# The elusive pullover / popover shirt that i finally found.



## Untilted (Mar 30, 2006)

You know that elusive pullover shirt that we've been all looking for. As a forum member once put it: "button-down, long-sleeve, with a two- or three-button placket and a fairly capacious drape. Untucked, they're unbelievably comfortable and with a t-shirt underneath, both dressy and casual at the same time, in the hottest weather."

After seeing this picture from Unabashedly Prep , I went to the Gant flagship store yesterday to check out the real thing

Here is the real thing:

https://us.gant.com/r1-solid-oxford-pullover

Fits very well, it is a lot more roomier than gant's other shirts in the Rugger line, which are quite modern and slim fitting. Length is just perfect, can be worn tucked in or tucked out. Available in both classic blue and pinkish red oxford fabrics, and short placket so it really feels like a pullover (instead of some pullovers i've seen with placket ending just above your belt), and long sleeve so it can be worn under sport coat or with sleeves rolled up. The pull over this season has even got a flap pocket! It is not cheap, but i envision myself wearing this quite a lot during summer weekends when a full OCBD feels a bit restrictive, so I gladly bought it. I know several of you guys have been looking for a shirt like this, and frankly this is the best bet you got if you want that look. Website may have limited size, but if you really want it, call the store, a full range of size should be available. They also have a pullover in tartan plaid (not madras) in broadcloth.


----------



## Joe Beamish (Mar 21, 2008)

So now ocbds are "restrictive". Okay.

Isn't this how we got here, to today's universe of sloppy fat clothes?


----------



## chacend (Mar 4, 2008)

Joe,

I'm not crazy about it either, but I think what he ment by restrictive was that most of us don't leave a proper OCBD untucked, just due to the shear length of them. This let's you have an OCBD look in a pull over type fit. I wouldn't play golf in an OCBD because it is restrictive, but I might in this.


----------



## Trip English (Dec 22, 2008)

I'm finding garments in general more and more restrictive these days. I've heard of communities where this isn't a problem.


----------



## chacend (Mar 4, 2008)

Trip English said:


> I'm finding garments in general more and more restrictive these days. I've heard of communities where this isn't a problem.
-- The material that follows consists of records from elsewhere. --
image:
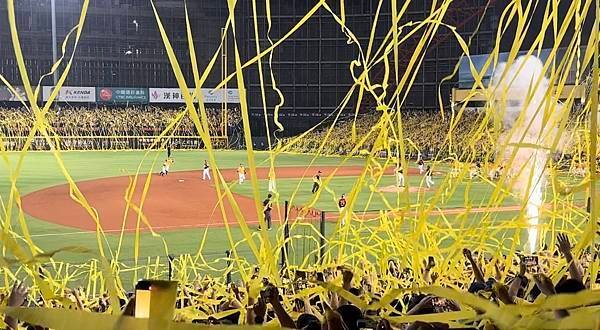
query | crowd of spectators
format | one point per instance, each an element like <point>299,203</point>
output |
<point>423,131</point>
<point>364,297</point>
<point>98,128</point>
<point>119,121</point>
It's called the beach in Copenhagen, and I've seen some people with very few restrictions. Some good, most no so good.


----------



## Trip English (Dec 22, 2008)

I've had some ice cream cones on the beach in Copenhagen that could render any physique "restricted" by clothing. Which brings me to hot dogs, which as far as I'm concerned, are Denmark's premier contribution to world gastronomy. 

My how I've wandered off topic.


----------



## Trip English (Dec 22, 2008)

Why here's one now!










So let's just agree that this thread is about ice cream now.


----------



## Thom Browne's Schooldays (Jul 29, 2007)

I used to really want a pop-over, I spend hours combing thrift stores and ebay for one.

I finally found a coupe madras ones and I never wear them.
The straight hem just doesn't appeal to me, they look too much like old-timey pajamas when worn untucked.
I supposed an ocbd might be different, but I've found I care more about other details of a shirt--non SML sizing, a real full-sized collar instead of a trendy, tiny one- than the pop-over placket.


----------



## hookem12387 (Dec 29, 2009)

I'd like to gather that ice cream cone as an appetizer, one of these discussed Denmark hotdogs for an entree followed up by a nice gelato (from somewhere near the parthenon seems to be the best) for desert. I bet this would be delicious if I got to enjoy it all while wearing a nice gant rugger popover, or even better, one of their solid colored madras shirts (yellow, blue, pink and white, gotta collect 'em all).


----------



## Taken Aback (Aug 3, 2009)

Thanks Trip. I just hit my head against the screen....teeth first. :icon_headagainstwal


----------



## chacend (Mar 4, 2008)

Trip English said:


> Why here's one now!
> 
> 
> 
> ...


Was that from the beach or from Lydolph's in Hellerup? I hear you about the ice cream, but I just ate a slow cooked BallPark off my grill, that puts any Danish Polser to shame.


----------



## chacend (Mar 4, 2008)

hookem12387 said:


> I'd like to gather that ice cream cone as an appetizer, one of these discussed Denmark hotdogs for an entree followed up by a nice gelato (from somewhere near the parthenon seems to be the best) for desert. I bet this would be delicious if I got to enjoy it all while wearing a nice gant rugger popover, or even better, one of their solid colored madras shirts (yellow, blue, pink and white, gotta collect 'em all).


Hookem,

You could do all of that within a ten minute walk from my door in Copenhagen. Including dropping into Gant.


----------



## hookem12387 (Dec 29, 2009)

chacend said:


> Hookem,
> 
> You could do all of that within a ten minute walk from my door in Copenhagen. Including dropping into Gant.


 Want a visitor?


----------



## Trip English (Dec 22, 2008)

chacend said:


> Was that from the beach or from Lydolph's in Hellerup? I hear you about the ice cream, but I just ate a slow cooked BallPark off my grill, that puts any Danish Polser to shame.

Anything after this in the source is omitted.